12 gibi asıl hedefimiz olan Teotihuacan primitlerine gelmeden önce yerel bir dükkanda durup kaktüs ve tekila bitkilerinden neler yaptıklarının demosunu izliyoruz. “el yapımı” orjinal Örtüleri görüp içkileri tadıyoruz ve obsidyen taşından yapılmış bir sürü hediyeliklerin satıldığı dükkanda isteyen alışveriş yapıyor. Tabii fiyatlar oldukça pahalı..

Öğlen oldu acıktık ve önümüzde tırmanılacak pramitler var restoran da açık büfe yerel yemekleri 100 pesoto ya yani 15 tl ye yiyip enerji topluyoruz.

Artık antik kentin girişindeyiz. Giriş ücreti 57 pesoto günlük turun fiyatına dahil değil. Girişde şehrin sarayı var onu gezip ay ve genel primitlerinin olduğu yere geliyoruz. Şehir 50-100 bin arasında nüfusa sahipmiş. Rehberimiz Roma dan daha büyük diyor neye göre kıyasladı anlamadım. İki pramit var ay primidi daha küçük 50? m güneş pramidi 68m ama kot farkından dolayı ikisi de aynı yükseklikte gibi görünüyor. Ay pramidinin yarısına kadar tırmanılıyor güneş primidinin tepesine kadar çıkabiliyorsunuz. İkisi arasında çook uzun bir cadde var, ölüm caddesi diyorlar. Bir sürü tapınağın olduğu bir cadde. Bu yolda bir zamanlar tanrılar için kurban edilen insanların yürüdüğü kalabalık gözümün önüne geliyor. Ay tapınağı nı es geçip Ajantinli Veroniq ile güneş tapınağına tırmanmak için sıraya giriyoruz. Yine pazar günün azizliği o kadar çok yerli halk varki pramidin üstündeki sıkışıklığı önlemek için bir süre çıkışları kapatıyorlar. Sonunda primidin en tepesine ulaştım tamı tamına 224 merdiven. Hiç zor değil di zaten kalabalık dan dolayı yavaş çıkıyorsun ve her katmanda fotoğraf molası vermek zorundasın sanki. Tam tepe noktasında bir bayanın organizasyonu ile 4 kişilik gruplar halinde sırt sırta yere oturup sağ ellerini avuç yukarı bakacak şekilde kaldırıyorlar ve enerjiyi hissediyorlar! Bu kalabalıkda nasıl konsantre olunursa.

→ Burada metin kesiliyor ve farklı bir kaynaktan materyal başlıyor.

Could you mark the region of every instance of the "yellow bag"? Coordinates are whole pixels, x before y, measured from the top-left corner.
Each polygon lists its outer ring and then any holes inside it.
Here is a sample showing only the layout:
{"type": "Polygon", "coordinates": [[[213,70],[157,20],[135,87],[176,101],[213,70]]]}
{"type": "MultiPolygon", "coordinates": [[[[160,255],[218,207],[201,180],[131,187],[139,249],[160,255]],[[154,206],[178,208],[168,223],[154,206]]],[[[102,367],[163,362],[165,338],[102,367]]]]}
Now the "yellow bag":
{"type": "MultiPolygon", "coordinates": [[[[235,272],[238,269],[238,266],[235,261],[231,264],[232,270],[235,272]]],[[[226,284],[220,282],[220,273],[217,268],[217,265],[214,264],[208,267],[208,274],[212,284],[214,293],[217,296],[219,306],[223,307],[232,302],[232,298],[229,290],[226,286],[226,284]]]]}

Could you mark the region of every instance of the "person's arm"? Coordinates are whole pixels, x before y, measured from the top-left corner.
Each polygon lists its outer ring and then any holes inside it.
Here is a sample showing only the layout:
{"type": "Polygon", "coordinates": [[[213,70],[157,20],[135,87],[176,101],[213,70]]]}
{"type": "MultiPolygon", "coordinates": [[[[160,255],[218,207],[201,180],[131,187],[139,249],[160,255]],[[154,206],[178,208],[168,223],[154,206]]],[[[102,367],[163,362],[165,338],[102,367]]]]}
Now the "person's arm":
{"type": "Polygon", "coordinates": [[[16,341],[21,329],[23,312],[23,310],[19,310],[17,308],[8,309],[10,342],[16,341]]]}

Üst katın tam kenarında bütün alanı gören noktada bol ca fotoğrafları çektirip iniyoruz. Çıkışdaki müzeyi de ziyaret ediyorum ve çıkışda bir cafe falan olmayan sadece hediyelik dükkanların olduğu çıkışda saat 5 de dönüş yoluna geçiyoruz.

Meksika da son gün Pazartesi, artık Guatemala ya gitme zamanı geldi. Otel deki Ukraynalı bir çiftle taksi yi paylaşıp havaalnına 15 dakika da gidiyoruz. Meksiko city den Guatemala city’e uçak fiyatı $150 ve 1.5 saat…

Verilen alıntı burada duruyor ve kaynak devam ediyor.